In some ways, the rhetoric around the UN Sustainable Development Goals (SDGs) in Scotland has been ahead of the curve in UK terms for many years. However, this has not been backed up by enough concrete action to ensure policymaking and decisions are genuinely always supportive of sustainable development outcomes, here and elsewhere.
To ensure we do not make our planet uninhabitable through irreversible biodiversity and climate chaos, leave people behind or lose sight of what is important in terms of our own wellbeing and how that connects to others, it is vital that we find a way to make sure we work together better and in a systematic way, especially in government, but also across the whole of society.
Those of us who understand and support the holistic ambition of the SDGs get this more than most. By coming together and building on existing legislation with a WSD Bill, the next Scottish Government can ensure that policy-makers and decision-makers, from national to local, are bound by sustainable development principles in everything they do.
The Community Empowerment Act 2015, which puts Scotland’s National Performance Framework (NFP) on a statutory footing, was a good start. The latest iteration of the NPF (2018) sets out 11 National Outcomes. There is broad top-level alignment to the SDGs and it has the stated aim to ‘reduce inequalities and give equal importance to economic, environmental and social progress’.

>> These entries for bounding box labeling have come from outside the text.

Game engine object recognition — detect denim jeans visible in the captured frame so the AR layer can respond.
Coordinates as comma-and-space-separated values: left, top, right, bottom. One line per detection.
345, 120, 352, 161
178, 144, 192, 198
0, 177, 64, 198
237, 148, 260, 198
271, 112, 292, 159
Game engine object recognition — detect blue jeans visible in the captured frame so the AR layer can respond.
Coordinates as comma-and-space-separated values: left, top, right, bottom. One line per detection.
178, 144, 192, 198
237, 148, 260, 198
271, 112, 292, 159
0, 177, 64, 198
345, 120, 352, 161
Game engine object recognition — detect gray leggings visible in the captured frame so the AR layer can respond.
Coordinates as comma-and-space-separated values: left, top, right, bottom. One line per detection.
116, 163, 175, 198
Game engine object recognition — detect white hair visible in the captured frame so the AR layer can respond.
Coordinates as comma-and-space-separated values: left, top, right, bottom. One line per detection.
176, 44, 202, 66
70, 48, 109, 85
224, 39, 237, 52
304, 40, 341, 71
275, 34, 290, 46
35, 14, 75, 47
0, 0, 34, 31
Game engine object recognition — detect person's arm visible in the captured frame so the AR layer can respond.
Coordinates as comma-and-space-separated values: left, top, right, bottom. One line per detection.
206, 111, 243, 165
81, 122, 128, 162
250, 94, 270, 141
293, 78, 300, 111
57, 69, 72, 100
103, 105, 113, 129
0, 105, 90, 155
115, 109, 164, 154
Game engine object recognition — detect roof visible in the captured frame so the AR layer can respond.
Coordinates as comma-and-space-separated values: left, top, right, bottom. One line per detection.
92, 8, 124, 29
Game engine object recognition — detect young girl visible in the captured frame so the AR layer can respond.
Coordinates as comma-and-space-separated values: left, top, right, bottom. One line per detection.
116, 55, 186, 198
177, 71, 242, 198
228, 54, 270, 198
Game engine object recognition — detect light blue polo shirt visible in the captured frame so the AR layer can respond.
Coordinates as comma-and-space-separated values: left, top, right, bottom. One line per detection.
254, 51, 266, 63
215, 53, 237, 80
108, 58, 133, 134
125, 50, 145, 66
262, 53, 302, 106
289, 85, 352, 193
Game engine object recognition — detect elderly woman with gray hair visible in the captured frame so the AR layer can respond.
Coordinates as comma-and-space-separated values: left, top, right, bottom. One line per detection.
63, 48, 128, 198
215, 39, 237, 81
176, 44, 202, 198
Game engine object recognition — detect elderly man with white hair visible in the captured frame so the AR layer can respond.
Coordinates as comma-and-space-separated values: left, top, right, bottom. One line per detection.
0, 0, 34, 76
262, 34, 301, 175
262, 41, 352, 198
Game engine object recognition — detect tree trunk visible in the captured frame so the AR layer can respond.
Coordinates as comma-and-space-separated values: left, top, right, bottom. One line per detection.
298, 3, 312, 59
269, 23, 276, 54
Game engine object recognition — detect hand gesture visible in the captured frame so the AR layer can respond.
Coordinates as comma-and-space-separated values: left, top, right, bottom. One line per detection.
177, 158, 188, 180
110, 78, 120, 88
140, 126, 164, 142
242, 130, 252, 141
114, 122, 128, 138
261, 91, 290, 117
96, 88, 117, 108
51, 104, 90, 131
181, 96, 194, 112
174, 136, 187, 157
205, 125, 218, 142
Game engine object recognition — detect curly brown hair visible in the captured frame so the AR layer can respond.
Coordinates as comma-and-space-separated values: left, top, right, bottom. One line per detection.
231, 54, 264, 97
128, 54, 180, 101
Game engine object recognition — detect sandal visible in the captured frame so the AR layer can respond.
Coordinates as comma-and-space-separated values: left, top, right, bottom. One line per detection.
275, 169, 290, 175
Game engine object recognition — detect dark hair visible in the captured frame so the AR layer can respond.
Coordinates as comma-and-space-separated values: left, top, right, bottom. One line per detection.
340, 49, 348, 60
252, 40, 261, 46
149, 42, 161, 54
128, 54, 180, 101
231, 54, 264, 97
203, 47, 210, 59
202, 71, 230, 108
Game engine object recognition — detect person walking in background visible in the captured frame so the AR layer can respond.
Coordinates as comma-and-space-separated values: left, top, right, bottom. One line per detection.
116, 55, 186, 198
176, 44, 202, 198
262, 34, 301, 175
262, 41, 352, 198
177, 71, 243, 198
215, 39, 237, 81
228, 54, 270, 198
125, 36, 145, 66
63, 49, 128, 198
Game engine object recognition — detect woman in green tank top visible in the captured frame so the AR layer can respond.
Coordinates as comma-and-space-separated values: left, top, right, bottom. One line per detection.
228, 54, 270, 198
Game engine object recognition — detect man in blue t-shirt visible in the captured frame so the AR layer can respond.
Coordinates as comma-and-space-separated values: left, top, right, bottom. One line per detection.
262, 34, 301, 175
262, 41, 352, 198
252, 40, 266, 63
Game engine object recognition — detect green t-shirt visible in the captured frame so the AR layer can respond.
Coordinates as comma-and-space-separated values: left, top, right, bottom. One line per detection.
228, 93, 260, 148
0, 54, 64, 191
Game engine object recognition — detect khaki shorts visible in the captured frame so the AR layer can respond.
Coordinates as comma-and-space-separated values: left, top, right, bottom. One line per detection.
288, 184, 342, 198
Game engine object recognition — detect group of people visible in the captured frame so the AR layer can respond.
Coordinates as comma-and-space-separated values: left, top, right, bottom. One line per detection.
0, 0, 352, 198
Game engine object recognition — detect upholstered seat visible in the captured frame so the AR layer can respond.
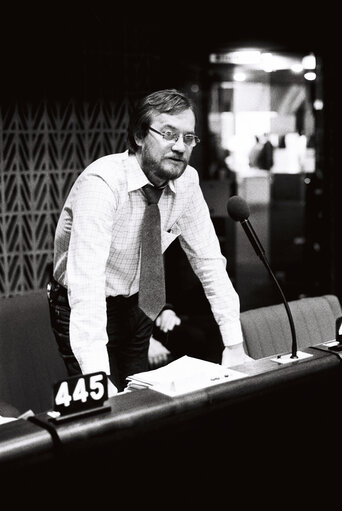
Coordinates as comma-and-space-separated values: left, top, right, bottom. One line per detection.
241, 295, 342, 359
0, 290, 67, 415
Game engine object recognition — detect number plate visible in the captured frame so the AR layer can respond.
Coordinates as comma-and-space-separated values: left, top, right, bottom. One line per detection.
53, 372, 108, 415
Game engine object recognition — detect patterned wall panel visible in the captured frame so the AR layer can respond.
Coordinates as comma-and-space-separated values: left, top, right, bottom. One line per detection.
0, 100, 130, 297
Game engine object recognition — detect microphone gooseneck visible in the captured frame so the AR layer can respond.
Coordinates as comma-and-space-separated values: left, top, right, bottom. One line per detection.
227, 195, 298, 358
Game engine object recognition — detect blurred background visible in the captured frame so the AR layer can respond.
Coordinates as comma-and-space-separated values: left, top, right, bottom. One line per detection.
0, 2, 342, 310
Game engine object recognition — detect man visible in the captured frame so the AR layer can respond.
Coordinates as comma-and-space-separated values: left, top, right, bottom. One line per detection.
148, 239, 223, 368
49, 90, 248, 396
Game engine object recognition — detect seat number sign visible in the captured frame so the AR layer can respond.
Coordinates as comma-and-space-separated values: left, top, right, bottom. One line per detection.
54, 371, 108, 415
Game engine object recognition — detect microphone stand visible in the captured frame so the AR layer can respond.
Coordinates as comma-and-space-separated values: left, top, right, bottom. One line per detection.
240, 219, 298, 358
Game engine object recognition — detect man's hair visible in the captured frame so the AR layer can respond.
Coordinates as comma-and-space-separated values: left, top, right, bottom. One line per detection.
127, 89, 196, 154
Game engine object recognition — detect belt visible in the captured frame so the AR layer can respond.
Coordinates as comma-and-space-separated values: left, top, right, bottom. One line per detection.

However, this act only requires Scottish ministers to consult on, develop and publish a new NPF every five years. It does not require public bodies, the Scottish Parliament or local authorities to consult on the way we measure progress towards those national outcomes, nor does it require institutions to assess the impact of their decisions and actions against the 11 National Outcomes.

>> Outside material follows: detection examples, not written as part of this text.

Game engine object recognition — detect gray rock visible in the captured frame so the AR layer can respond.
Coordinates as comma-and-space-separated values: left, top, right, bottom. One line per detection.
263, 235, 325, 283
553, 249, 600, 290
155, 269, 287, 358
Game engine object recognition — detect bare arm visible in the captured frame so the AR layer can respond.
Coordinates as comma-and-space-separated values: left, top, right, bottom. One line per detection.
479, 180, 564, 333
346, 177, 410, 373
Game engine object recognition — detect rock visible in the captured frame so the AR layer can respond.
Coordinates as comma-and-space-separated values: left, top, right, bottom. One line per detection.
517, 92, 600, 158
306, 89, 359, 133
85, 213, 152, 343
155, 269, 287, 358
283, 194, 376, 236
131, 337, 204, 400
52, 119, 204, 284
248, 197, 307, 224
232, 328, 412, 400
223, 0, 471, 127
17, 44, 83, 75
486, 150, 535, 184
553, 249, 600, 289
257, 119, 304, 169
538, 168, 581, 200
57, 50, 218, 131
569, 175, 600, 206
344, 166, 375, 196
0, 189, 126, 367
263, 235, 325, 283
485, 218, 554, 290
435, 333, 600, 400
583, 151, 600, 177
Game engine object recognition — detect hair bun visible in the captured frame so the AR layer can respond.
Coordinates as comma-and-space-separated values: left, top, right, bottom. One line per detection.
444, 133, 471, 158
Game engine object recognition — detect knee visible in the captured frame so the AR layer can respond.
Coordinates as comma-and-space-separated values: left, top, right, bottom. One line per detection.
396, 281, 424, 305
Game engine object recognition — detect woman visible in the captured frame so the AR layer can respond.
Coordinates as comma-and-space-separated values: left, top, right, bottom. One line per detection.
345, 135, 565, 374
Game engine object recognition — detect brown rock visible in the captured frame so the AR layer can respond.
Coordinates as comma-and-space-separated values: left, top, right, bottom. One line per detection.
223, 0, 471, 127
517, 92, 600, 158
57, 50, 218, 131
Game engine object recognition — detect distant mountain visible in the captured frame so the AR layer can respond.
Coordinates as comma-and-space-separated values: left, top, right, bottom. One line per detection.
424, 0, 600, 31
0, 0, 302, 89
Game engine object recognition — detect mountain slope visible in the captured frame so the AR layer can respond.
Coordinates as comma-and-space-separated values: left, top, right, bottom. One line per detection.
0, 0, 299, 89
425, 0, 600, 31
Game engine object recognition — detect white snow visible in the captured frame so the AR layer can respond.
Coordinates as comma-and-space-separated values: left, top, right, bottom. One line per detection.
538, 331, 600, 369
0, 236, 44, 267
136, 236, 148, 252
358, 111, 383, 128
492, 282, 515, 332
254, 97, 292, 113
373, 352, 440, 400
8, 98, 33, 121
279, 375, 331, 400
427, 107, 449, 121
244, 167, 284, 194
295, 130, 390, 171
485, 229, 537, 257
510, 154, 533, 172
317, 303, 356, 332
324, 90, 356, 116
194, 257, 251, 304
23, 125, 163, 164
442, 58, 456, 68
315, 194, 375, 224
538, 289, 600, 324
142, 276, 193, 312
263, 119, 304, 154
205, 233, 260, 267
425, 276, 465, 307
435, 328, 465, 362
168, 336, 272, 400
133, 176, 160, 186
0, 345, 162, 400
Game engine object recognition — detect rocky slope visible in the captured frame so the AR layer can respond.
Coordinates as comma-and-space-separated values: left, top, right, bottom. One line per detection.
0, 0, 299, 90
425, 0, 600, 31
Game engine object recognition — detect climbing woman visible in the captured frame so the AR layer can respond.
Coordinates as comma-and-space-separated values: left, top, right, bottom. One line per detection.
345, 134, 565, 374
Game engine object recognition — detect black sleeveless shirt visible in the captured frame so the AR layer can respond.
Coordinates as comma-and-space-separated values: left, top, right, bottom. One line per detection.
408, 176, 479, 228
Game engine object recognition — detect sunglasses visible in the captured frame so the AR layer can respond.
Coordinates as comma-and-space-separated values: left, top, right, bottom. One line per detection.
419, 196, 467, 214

There is also limited understanding of how progress on the different outcomes impact upon one another. This act alone, then, cannot ensure a coherent approach to policymaking towards the realisation of the national outcomes contained within the NPF, nor the broader SDGs.
What would the Bill cover?
To that end, the legislation would make it a statutory requirement for all public bodies and local authorities in Scotland to take full account of the short and long-term Sustainable Development impact of their decisions, both in Scotland and elsewhere, and set objectives towards achieving all the SDGs and National Outcomes, ensuring that they impact positively on people’s wellbeing and the environment here in Scotland and globally.
Crucially, this would include a requirement to ensure, minimally, that decisions not only avoid negative social, economic and environmental impacts here in Scotland but also have no negative impact on the lives and livelihoods of people elsewhere, particularly in low-income countries.
The legislation would also be linked to the SDGs and the NPF, would require that public bodies and local authorities set and monitor, with public participation, legally binding targets on all SDGs and National Outcomes, including:
- Poverty and inequality
- Net-zero carbon emissions (including emissions created by goods & services produced overseas, but consumed in Scotland)
- Recovery of biodiversity
- Universal human rights, linking directly to the UNCRC (Incorporation) (Scotland) Bill
- Social, economic and environmental impacts in lower income countries
The Bill would also create an independent commission and knowledge exchange network to support public bodies to work towards sustainable development and wellbeing goals across their policy remits, monitor progress in setting realistic and achievable objectives, and review their outcomes.